BusyBox v1.30.1 () built-in shell (ash)

ash: can't access tty; job control turned off
  _______                     ________        __
 |       |.-----.-----.-----.|  |  |  |.----.|  |_
 |   -   ||  _  |  -__|     ||  |  |  ||   _||   _|
 |_______||   __|_____|__|__||________||__|  |____|
          |__| W I R E L E S S   F R E E D O M
 -----------------------------------------------------
 OpenWrt 19.07-SNAPSHOT, r10868-08d9828b76
 -----------------------------------------------------
================= FAILSAFE MODE active ================
special commands:
* firstboot          reset settings to factory defaults
* mount_root     mount root-partition with config files

after mount_root:
* passwd                         change root's password
* /etc/config               directory with config files

for more help see:
https://openwrt.org/docs/guide-user/troubleshooting/
- failsafe_and_factory_reset
- root_password_reset
=======================================================

I noticed when wifi on/off switch on router is on, it will accident enter failsafe mode. If switch to off everything work well.
Issue happens with 841n v8/v10 & 841hp v3 (same hardware as v10) model.

19.07 final is running fine for almost 3 hours now with the old switch driver. No more connection drops.

I'm also getting this problem on the WAN side of a 841N v9 when using the tiny ath79 build.
Going back to ath9k tiny makes it go away.
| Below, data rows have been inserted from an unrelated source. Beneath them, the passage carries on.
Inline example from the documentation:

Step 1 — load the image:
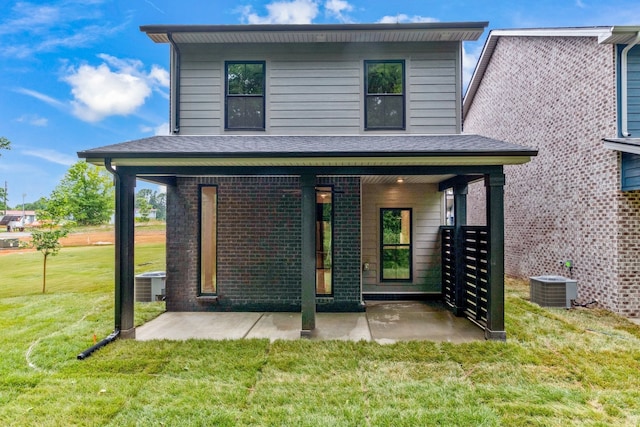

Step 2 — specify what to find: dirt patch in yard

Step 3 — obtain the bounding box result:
[0,229,166,256]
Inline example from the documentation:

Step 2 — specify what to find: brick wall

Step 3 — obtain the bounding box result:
[166,177,360,311]
[464,37,640,315]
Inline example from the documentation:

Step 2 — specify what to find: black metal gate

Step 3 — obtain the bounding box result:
[441,226,489,327]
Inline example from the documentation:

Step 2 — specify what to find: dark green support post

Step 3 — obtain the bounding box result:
[300,174,316,337]
[484,171,507,341]
[115,171,136,338]
[453,180,469,316]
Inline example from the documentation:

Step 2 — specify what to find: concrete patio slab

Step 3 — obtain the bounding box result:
[136,311,262,341]
[136,301,484,344]
[367,301,484,344]
[247,313,371,341]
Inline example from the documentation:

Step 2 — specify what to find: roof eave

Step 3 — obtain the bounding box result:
[78,151,537,167]
[140,21,489,43]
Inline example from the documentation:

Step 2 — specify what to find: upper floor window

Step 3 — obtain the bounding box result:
[364,61,405,129]
[225,61,265,130]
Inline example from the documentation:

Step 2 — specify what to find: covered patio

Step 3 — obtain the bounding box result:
[78,135,537,340]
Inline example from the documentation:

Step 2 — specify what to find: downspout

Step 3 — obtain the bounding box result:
[167,33,182,133]
[78,158,121,360]
[620,31,640,138]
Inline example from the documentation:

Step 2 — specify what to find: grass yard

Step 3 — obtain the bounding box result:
[0,244,640,426]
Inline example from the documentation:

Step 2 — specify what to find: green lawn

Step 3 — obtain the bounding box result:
[0,245,640,426]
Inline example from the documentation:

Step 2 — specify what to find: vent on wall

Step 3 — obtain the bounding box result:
[529,276,578,308]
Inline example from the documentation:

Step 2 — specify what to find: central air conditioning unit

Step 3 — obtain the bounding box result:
[529,275,578,308]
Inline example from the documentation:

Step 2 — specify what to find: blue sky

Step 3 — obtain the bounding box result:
[0,0,640,207]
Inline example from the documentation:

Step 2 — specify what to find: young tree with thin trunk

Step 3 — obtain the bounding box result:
[25,211,69,294]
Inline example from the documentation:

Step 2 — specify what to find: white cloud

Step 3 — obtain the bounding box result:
[22,148,78,166]
[16,114,49,127]
[14,87,64,108]
[378,13,438,24]
[240,0,318,24]
[63,54,169,122]
[324,0,353,22]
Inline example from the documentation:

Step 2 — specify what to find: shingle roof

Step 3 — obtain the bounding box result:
[78,134,537,158]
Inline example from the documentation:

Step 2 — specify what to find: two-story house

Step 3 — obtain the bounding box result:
[79,22,536,339]
[464,26,640,317]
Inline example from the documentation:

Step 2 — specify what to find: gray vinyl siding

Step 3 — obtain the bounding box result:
[621,46,640,191]
[627,46,640,134]
[180,42,461,135]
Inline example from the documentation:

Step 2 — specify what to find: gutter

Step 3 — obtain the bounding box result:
[167,32,182,134]
[620,31,640,138]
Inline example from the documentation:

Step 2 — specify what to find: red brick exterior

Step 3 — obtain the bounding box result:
[464,36,640,316]
[166,177,362,311]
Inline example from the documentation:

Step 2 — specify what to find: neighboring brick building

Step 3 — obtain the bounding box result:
[463,27,640,317]
[78,22,536,339]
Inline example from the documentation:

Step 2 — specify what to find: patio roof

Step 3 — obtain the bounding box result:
[78,135,537,167]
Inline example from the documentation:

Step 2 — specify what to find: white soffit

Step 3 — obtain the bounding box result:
[598,26,640,44]
[95,155,531,168]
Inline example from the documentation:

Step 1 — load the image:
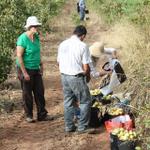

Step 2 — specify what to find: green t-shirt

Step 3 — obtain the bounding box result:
[16,33,40,69]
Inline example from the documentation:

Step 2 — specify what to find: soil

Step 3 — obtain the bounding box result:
[0,0,110,150]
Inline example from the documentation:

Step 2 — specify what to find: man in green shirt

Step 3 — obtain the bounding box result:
[16,16,53,123]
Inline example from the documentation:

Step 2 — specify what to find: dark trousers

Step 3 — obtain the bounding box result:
[18,69,47,120]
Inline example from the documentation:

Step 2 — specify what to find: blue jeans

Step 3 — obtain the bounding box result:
[80,7,85,20]
[61,74,91,131]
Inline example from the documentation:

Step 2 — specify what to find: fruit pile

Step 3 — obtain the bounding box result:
[90,89,101,96]
[111,128,137,141]
[108,107,124,116]
[92,101,102,109]
[103,95,111,100]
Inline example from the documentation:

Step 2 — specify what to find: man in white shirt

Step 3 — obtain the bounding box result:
[57,25,91,133]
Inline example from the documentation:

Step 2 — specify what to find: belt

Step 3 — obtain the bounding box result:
[61,73,85,77]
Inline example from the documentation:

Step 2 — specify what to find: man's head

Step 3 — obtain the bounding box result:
[73,25,87,41]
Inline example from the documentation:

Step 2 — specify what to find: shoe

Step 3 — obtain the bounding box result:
[26,117,35,123]
[65,126,77,133]
[38,115,54,121]
[77,128,96,134]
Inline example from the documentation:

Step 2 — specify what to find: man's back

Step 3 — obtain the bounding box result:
[57,35,90,75]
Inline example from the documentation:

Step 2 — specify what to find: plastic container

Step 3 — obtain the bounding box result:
[110,134,119,150]
[105,120,123,133]
[118,141,135,150]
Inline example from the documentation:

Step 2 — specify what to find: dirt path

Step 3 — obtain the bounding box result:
[0,0,109,150]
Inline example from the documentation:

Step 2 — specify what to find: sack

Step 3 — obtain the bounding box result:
[89,107,101,128]
[100,59,127,95]
[84,9,89,14]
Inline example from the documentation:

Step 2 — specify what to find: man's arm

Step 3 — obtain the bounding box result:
[83,64,91,83]
[17,46,30,80]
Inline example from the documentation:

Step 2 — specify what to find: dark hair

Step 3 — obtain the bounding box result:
[73,25,87,37]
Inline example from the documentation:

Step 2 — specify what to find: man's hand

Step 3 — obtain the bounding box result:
[100,70,112,76]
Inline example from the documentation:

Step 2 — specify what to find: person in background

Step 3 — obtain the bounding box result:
[79,0,86,21]
[57,25,92,134]
[16,16,53,123]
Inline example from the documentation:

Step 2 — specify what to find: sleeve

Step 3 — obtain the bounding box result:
[82,46,92,64]
[17,35,26,49]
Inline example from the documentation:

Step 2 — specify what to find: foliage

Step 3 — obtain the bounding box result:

But in my case it's on the WAN side, not the switch.

WAN is one port on the switch

This exact same thing happens for me on a GL.iNet AR150 as well.

What's the suggested way to deal with it? Changing to 19.07 ath71xx?

Which OpenWrt image have you flashed? Please provide the link to the image.

https://downloads.openwrt.org/releases/19.07.0/targets/ath79/generic/openwrt-19.07.0-ath79-generic-glinet_gl-ar150-squashfs-sysupgrade.bin

The issue is the same as OP's. Intermittent WAN connection drops which show

eth1: link up (10Mbps/Half duplex)
eth1: link up (100Mbps/Full duplex)

in dmesg, but nothing with logread. This router has been running for years with 18.06 ath71xx and 17.01 ath71xx, and has never showed this issue ever before.

It also seems to be limited to this switch, because I have a bunch of TL-WDR4300's as well, with a different switch but the same SoC, and they do not have any issues on ath79.

I'm running 19.07 with the old switch driver without any issues but you'd need to build the image yourself then

BusyBox v1.30.1 () built-in shell (ash)

u  _______                     ________        __
 |       |.-----.-----.-----.|  |  |  |.----.|  |_
 |   -   ||  _  |  -__|     ||  |  |  ||   _||   _|
 |_______||   __|_____|__|__||________||__|  |____|
          |__| W I R E L E S S   F R E E D O M
 -----------------------------------------------------
 OpenWrt 19.07.0, r10860-a3ffeb413b
 -----------------------------------------------------
root@OpenWrt:~# uptime
 11:35:36 up 7 days, 12:25,  load average: 0.65, 0.25, 0.12

I have installed 19.07 ar71xx now. It has been stable for two days. No connection drops, nothing in dmesg showing any link changes.